State v. Young

Decision Date04 November 1991
Docket NumberNo. 13465-9-II,13465-9-II
Citation63 Wn.App. 324,818 P.2d 1375
PartiesThe STATE of Washington, Respondent, v. Bradley A. YOUNG, Appellant.
CourtWashington Court of Appeals

Charles K. Wiggins, Edwards, Sieh, Wiggins & Hathaway, P.S., Seattle, for appellant.

C. Danny Clem, Prosecuting Atty., Pamela B. Loginsky, M. Peter Philley, Deputy Pros. Attys., Port Orchard, for respondent.

MORGAN, Judge.

Bradley A. Young appeals from a restitution order entered pursuant to his conviction of two counts of vehicular homicide. We affirm.

On April 17, 1985, Young drove his truck while intoxicated. It went out of control and the ensuing crash killed his two passengers, Curtis Pelham and Vince Setzer. Pelham was divorced but left two children, approximately seven and four.

On October 21, 1985, Young was convicted of two counts of vehicular homicide. Judge Roper sentenced him on January 8, 1986. The standard range called for prison, but for reasons not questioned here, Judge Roper granted an exceptional sentence downward. Young was ordered to serve 12 months per count in a work release program, to run consecutively. He was also ordered to pay as restitution Pelham's child support obligations of $250 per month.

On February 27, 1986, Judge Roper held a restitution hearing. Young asked that the previous order assessing child support be reversed. Judge Roper declined, explaining that "a primary rationale" for not sending Young to prison had been the utilization of his earning capabilities to replace the child support lost by Pelham's children due to Pelham's death.

At the same hearing, Young asked that insurance proceeds paid by his liability insurer to the Pelham and Setzer families be credited against the child support and funeral expenses that he was being ordered to pay as restitution. Judge Roper declined credit against child support, saying that child support "is a closed issue." He allowed credit against funeral expenses, to the extent that the insurance proceeds had been intended to cover such expenses.

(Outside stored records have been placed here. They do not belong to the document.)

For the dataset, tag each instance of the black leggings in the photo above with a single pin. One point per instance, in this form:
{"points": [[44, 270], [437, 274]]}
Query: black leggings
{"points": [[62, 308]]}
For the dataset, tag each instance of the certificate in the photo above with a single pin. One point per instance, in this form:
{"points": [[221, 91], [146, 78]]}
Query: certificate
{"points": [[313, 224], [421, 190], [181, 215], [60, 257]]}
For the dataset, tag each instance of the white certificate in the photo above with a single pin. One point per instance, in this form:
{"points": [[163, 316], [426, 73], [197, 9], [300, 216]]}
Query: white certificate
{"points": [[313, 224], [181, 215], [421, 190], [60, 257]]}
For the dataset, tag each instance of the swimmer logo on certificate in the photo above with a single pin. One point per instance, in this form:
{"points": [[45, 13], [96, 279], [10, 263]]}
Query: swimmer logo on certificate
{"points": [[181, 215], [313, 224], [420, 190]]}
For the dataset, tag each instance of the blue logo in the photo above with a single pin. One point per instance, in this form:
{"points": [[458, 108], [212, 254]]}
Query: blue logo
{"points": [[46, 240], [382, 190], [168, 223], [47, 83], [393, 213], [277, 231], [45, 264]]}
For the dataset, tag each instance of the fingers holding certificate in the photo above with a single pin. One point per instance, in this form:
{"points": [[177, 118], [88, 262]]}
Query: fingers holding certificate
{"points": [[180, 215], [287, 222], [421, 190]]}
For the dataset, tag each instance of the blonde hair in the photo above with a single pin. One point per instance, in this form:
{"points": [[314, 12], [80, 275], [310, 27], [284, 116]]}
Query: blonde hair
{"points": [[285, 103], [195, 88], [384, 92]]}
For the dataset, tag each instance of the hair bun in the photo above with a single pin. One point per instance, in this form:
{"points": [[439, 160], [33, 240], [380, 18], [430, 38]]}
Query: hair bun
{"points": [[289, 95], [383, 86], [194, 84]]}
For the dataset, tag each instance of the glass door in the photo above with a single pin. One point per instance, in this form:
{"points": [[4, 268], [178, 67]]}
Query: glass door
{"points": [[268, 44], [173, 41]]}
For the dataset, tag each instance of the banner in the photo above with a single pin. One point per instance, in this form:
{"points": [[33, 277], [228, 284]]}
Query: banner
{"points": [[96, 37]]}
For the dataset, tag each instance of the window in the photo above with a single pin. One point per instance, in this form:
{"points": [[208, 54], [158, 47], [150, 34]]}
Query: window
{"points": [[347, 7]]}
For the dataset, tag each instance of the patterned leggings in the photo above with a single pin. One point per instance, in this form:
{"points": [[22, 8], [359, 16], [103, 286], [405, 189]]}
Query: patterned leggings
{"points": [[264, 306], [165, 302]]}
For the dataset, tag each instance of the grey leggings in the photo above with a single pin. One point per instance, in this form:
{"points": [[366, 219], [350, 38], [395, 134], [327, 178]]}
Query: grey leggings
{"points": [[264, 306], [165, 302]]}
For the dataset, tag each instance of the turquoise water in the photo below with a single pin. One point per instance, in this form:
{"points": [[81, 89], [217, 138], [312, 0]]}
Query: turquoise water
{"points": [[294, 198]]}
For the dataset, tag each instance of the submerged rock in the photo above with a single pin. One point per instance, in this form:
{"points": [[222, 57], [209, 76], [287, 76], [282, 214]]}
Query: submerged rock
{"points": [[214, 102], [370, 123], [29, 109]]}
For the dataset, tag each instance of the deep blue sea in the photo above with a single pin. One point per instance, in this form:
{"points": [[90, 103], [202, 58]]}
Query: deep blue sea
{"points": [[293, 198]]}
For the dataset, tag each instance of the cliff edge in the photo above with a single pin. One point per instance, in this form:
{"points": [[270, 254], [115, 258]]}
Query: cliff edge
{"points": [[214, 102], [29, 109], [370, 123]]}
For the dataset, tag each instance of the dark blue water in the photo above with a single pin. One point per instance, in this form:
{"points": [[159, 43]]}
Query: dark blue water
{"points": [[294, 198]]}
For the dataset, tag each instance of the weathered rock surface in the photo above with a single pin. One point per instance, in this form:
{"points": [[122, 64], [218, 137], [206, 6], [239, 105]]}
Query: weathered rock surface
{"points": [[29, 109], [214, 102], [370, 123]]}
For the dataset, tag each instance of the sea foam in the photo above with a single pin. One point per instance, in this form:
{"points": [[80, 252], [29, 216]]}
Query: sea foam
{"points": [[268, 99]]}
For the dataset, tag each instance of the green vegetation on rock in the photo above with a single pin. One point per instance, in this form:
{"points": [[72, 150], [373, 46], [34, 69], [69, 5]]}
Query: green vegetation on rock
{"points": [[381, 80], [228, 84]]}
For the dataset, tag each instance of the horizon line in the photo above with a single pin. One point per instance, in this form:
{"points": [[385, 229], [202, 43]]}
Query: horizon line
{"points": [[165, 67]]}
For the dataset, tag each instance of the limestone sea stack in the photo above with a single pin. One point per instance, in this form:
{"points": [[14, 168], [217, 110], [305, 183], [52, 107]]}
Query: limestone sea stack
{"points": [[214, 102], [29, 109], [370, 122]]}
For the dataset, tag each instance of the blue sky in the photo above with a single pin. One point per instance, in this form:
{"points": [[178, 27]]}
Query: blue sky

In 1987, Young's conviction was reversed by this court. State v. Young, 48 Wash.App. 406, 739 P.2d 1170 (1987). Judge Hanley presided at the re-trial, and Young was again convicted of the same two counts.

On February 10, 1988, Judge Hanley re-sentenced Young to 12 months in work release on each count. As clarified by a later order, the sentences were to run concurrently. Judge Hanley reimposed Judge Roper's restitution order, "subject to any credits."

The matter of credits did not come up again until May 23, 1989. On that day, Judge Hanley heard argument from both counsel about whether proceeds paid by Young's insurer should be credited against the child support obligation. The judge took the issue under advisement and, on September 13, 1989, issued a written decision saying that Judge Roper's previous refusal to credit such proceeds against child support "was adopted by this department and constitutes the law of the case." A formal restitution order was entered in November, 1989, and this appeal followed.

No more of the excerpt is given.